I have also started to delve a bit into Suffix Arrays with this problem and I hope that with time and practice I can start applying these concepts on other contests where I will be just another contestant :slight_smile:

Thanks to everyone for all your enthusiasm and kind words, it means a lot to me,

Bruno Oliveira


I appreciate other approaches mentioned in this editorial but can you provide some tricky cases where the usual Suffix Array solution would fail. I have been continuously getting WA with that approach.



I did something a bit different. What I did was create the generalized suffix tree of s1 and s2, and look for a node with greatest depth that had a leaf from s1 and a leaf from s2 (breaking ties minimizing the index of the node, which is when it was first added). This runs in linear time overall (linear time for creating the suffix tree, then linear time for a DFS). I believe this is the “standard” “textbook” way of doing it with suffix trees, since I remember talking about this in my computational biology class.


Can you give a little details of

int q = st [ p ] . next [ c ] ;
if ( st [ p ] . len + 1 == st [ q ] . len )
st [ cur ] . link = q ;

can any one provide some tricky test case

I used the suffix array, lcp approach. And then searched for the max lcp between consecutive elements in suffix array such that they come from different strings.
I got WA if anyone can help me out where I went wrong, I will be grateful. :slight_smile:
Here is my effort

I tried it using Rabin-Karp hash but am not able to get my solution accepted.
So can anybody explain tester’s solution?
What are vis[], head[], nextcell[]… etc. used for ??
What do mark and cnt denote ??
How do insert() and check() work ??
It is very difficult to decipher such a code without a single comment.

How can I get all the test cases for this problem? In general does codechef publish test cases for the challenge problems?

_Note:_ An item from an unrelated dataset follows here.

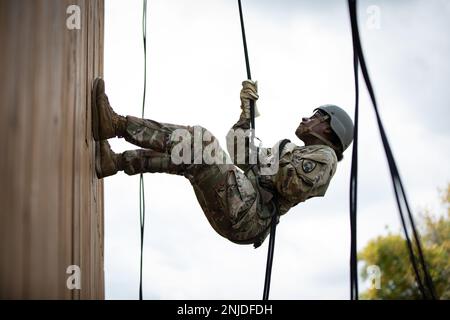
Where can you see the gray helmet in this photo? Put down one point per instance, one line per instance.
(340, 123)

I got AC after considering these two testcases



Answer is 3 abc and not 3 dlf

similarly ,



Answer is 3 abc and not 3 def


sa_extend in suffix automaton is diificult to understand.

1 Like

Please provide a c++ code link for binary search and hashing solution …

I go through this sa_extend() function but i am getting difficulties to understand it.

can anyone please elaborate it in more specific way.


can any one please explain me what is happening in sa_extend?
It would be a great help.

any one please explain extendSA() function

Is Suffix Automaton explained in any book/resource in more formal way rather than code ?
I am confused because we don’t have fixed string to create an automaton.